Warm-up problem (with solution): Suppose I have a measuring device that spits out a stream of real numbers, which I will model as i.i.d. random variables with range $\mathbb{R}$ and continuous probability distribution $P$. I wish to record a large number of measurements in a digital form, and I am prepared to tolerate some loss of precision to make the recording compact. Let us suppose that the appropriate definition of the amount of loss is the mean squared difference between the measurements and the recording.
I need to solve two sub-problems:
- First, choose a suitable encoding function $e:\mathbb{R}\mapsto\mathbb{N}$ and a decoding function $d:\text{range}(e)\mapsto\mathbb{R}$.
- Second, choose a lossless compression algorithm that efficiently represents the stream of elements of $\mathbb{N}$ using a stream of binary digits.

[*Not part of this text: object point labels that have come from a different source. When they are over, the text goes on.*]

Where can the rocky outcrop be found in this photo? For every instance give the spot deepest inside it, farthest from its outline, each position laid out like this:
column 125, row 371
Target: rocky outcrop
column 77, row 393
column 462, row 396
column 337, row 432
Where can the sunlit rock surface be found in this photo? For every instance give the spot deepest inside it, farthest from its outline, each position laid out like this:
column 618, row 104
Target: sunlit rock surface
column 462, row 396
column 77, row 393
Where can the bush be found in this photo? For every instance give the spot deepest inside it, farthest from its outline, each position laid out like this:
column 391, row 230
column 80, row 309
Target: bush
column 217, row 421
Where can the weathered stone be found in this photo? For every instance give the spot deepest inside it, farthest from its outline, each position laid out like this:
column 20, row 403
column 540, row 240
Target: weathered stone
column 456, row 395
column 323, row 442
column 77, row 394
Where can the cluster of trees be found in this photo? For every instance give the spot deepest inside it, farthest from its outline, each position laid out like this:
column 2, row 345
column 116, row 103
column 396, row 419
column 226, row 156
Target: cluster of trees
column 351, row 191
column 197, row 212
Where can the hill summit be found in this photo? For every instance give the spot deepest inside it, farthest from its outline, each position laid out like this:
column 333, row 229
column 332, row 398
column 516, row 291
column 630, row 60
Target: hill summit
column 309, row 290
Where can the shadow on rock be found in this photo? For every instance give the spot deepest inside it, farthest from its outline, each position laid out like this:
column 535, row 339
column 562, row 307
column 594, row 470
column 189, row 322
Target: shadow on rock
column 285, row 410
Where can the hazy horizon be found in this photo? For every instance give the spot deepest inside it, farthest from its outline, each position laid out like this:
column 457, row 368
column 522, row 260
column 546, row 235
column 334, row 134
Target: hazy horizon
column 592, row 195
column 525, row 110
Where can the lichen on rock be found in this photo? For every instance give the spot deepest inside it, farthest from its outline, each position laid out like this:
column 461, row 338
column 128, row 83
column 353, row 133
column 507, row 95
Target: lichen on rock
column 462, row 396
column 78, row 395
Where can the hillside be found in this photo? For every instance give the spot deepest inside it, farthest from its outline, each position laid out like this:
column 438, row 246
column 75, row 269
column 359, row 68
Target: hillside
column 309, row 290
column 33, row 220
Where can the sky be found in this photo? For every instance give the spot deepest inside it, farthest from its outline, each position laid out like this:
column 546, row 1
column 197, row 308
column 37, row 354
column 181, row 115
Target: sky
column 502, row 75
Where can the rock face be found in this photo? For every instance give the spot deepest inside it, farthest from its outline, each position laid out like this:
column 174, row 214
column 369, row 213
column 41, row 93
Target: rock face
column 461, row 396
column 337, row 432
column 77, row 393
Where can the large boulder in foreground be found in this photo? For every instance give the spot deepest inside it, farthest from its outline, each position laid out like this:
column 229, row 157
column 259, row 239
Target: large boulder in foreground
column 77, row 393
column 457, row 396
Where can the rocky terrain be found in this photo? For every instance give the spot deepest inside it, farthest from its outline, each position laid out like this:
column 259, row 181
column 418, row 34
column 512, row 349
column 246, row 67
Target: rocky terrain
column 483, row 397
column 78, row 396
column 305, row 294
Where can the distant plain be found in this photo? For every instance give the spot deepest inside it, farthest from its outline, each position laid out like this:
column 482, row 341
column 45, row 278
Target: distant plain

I would like to focus on the first sub-problem only: the quantisation scheme. Let us just assume that the second sub-problem has an easy near-optimal solution.
It is common engineering practice to choose $d(n) = nq$ for some "quantum" $q$ which is an adjustable parameter that controls the quality of the recording. For example, JPEG uses this scheme. Let us call such a scheme "uniform", since it is appropriate if $P$ is uniform (on some interval much larger than $q$). However, for typical, highly non-uniform $P$ (as in JPEG!), this scheme fails at least one of the following sanity conditions:$\newcommand{\argmin}{\operatorname{argmin}}$
$$d(n) = \mathbb{E}_P(x | e(x)=n)$$ $$e(x) = \argmin_n |d(n)-x|$$
Here I have used the assumption that loss is measured in a mean squared sense. The first condition minimises the loss with respect to $d$ for fixed $e$, and the second minimises the loss with respect to $e$ for fixed $d$. If one of these is not satisfied, then the quantisation scheme can be improved, i.e. the loss can be reduced and/or the compression improved.
Definition: Let us say that the quantisation scheme $(e, d)$ is "sane" if it satisfies the above two conditions.
Given $P$, it is possible to compute a sane quantisation scheme by using the sanity conditions as an iterative algorithm. This is similar to the well-known K-means clustering algorithm.
Update 2013-11-18: A commenter has identified this as Lloyd's Algorthm.
Side-problem: If we suppose that $e$ is an increasing function onto $[0, N)$, then I think $N$ often uniquely determines the scheme, i.e. the starting point of the iteration doesn't matter. This is true for the uniform distribution, for example. Also, I don't think $e$ can ever have an infinite range. If both properties hold, then the sane schemes form a one-parameter family, in which the parameter $N$ controls the amount of loss. I would be interested to discover necessary or sufficient conditions for these properties to hold.
Actual problem: Now consider the analogous problem but for a measuring device that spits out elements of, say, $\mathbb{R}^{16}$.
It is common engineering practice (e.g. JPEG) to quantise each of the components separately. However, a better analogue to the "uniform" quantisation scheme is to view it as a sphere packing problem. Define $e(\vec x)$ to be the nearest point to $\vec x$ in some sphere-packing lattice, e.g. http://en.wikipedia.org/wiki/Barnes%E2%80%93Wall_lattice . However, the uniform scheme is again sub-optimal for typical real-world $P$.
We can define a "sane" quantisation scheme in exactly the same way as for the 1-dimensional case. In principle, the iterative approach to computing a sane lattice will still work. However, in practice there are just too many points. And if there aren't, I can just increase the $16$ until there are.
So instead of considering arbitrary $d$, we must look for $d$ with some sort of structure that allows it to be represented more compactly, e.g. as a distortion of a well-known lattice or something. But it feels a bit like a sphere-packing problem in a curved space, so it is not clear that distorting the uniform quantisation scheme is the right thing to do.
What would you suggest?
For an easier sub-problem, suppose $P$ is radially symmetric. This is not typical of real-world data, but it would be helpful to see a good solution to this case, as I think it includes an interesting part of the problem.